THE COMMUNION OF SAINTS
Perhaps we had hurt that person, or he or she had hurt us, and it was never fully reconciled. Or we feel guilt, because while that person was alive, we should have given more of ourselves to him or her but were too busy with our own lives to reach out.
Worse still, perhaps someone has died for whom we had felt hatred and we should have made some gesture of reconciliation and we never did. Now it’s too late! Death has separated us, and some painful bitterness now lies irrevocably unresolved and we live with the guilt, wishing we had done something before it was too late.
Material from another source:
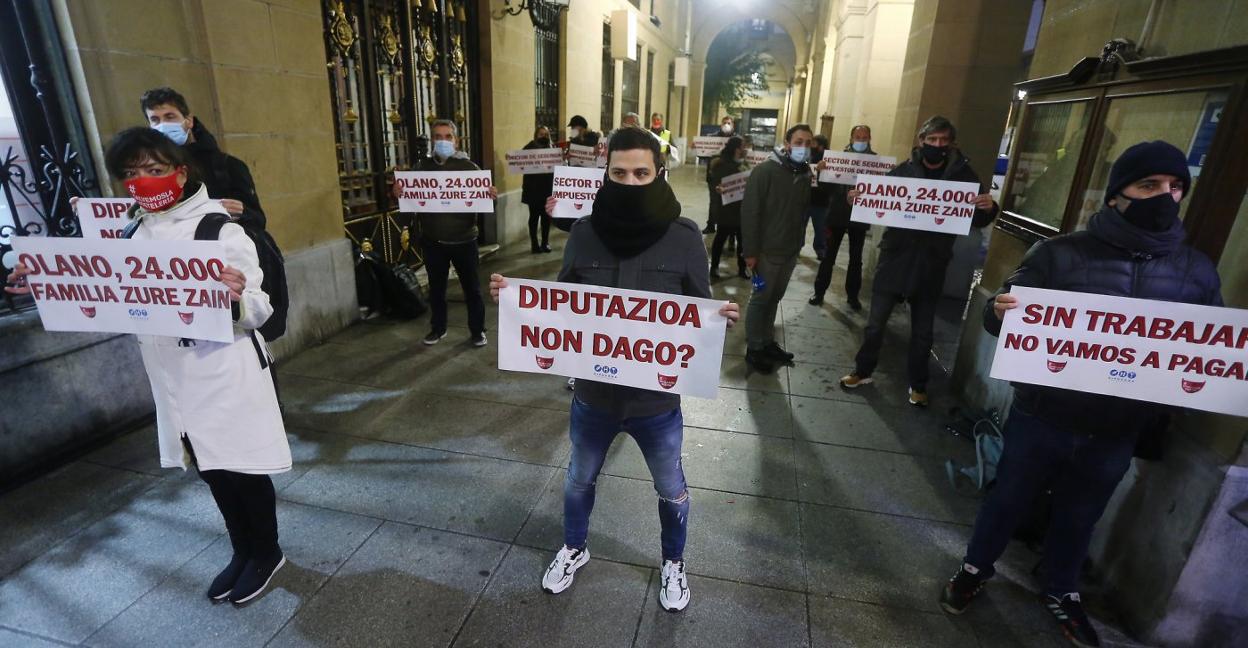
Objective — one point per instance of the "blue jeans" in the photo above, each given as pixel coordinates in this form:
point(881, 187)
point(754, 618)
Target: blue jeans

But it’s not too late. It’s never too late if we take seriously the Christian doctrine of the communion of saints. To believe in the communion of saints is to believe that those who have died are still alive and are linked to us in such a way that we can continue to talk with them, that our relationship with them can continue to grow, and that the reconciliation that wasn’t possible before their deaths can now occur.
“Today you will be with me in paradise!” Jesus speaks those words to the good thief on the cross and they’re meant for every one of us who dies without yet fully being a saint and without having had the time and opportunity to make all the amends and speak all the apologies that we owe to others. There is still time after death, on both sides, for reconciliation and healing to happen because inside the communion of saints we have privileged access to each other and there we can finally speak all of those words that we couldn’t speak before. We can reach across death’s divide.
It can be a great consolation to die a happy death, snug and reconciled in the arms of love, with no unfinished business. But, happily, there’s time still after death for this to happen for those of us who aren’t so lucky and who end up dying with some bitterness, anger, wound, and frustration still gnawing away.